1970年代の東京

1972年に俺は東京の中央線沿線にある大学に入り、中央線沿線に住んだ。ともかく「砂を噛むよな味気ない」受験生活を終えて、親元を離れて東京で自由を満喫しよう、と思ってた。

 1964年の東京オリンピックの準備のため、表参道を中心に、北は国立競技場、西は代々木公園、南は恵比寿、東は六本木に至る半径2.5kmくらいのエリアは”モダン”な街並みになった。この界隈がオリンピックの中心地だった。

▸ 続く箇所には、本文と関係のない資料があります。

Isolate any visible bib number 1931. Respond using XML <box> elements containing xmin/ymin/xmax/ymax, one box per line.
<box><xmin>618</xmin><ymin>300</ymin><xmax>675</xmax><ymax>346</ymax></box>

ワシントンハイツと呼ばれたアメリカ軍居住地が日本に返還され、代々木公園となり、選手村や放送センター、国立代々木競技場(体育館)が建設され、放送センターはオリンピック後、NHKになった。ワシントンハイツなんて存在は、日本が占領されていた遺跡であり、日本人にとって早く忘れ去りたいものだった。(アメリカにとっても、「米軍基地は本土から出ていけ」という反米・反戦思想が日本人の間に盛り上がっていたから、遺跡を早く消したかった)俺も代々木公園には何回も行ったが、そこに以前何があったのかなんてあまり詮索しようとは思わなかった。多分、詮索しようという人は少なかったろう。

赤坂~青山~表参道と続く国道246号線沿線はオリンピックで訪れる外国人に日本の復興を見せるため、また、日本の文化・民度の高さを示すために整備され、古い町並みは一掃されて新しいビルが立ち並んだ。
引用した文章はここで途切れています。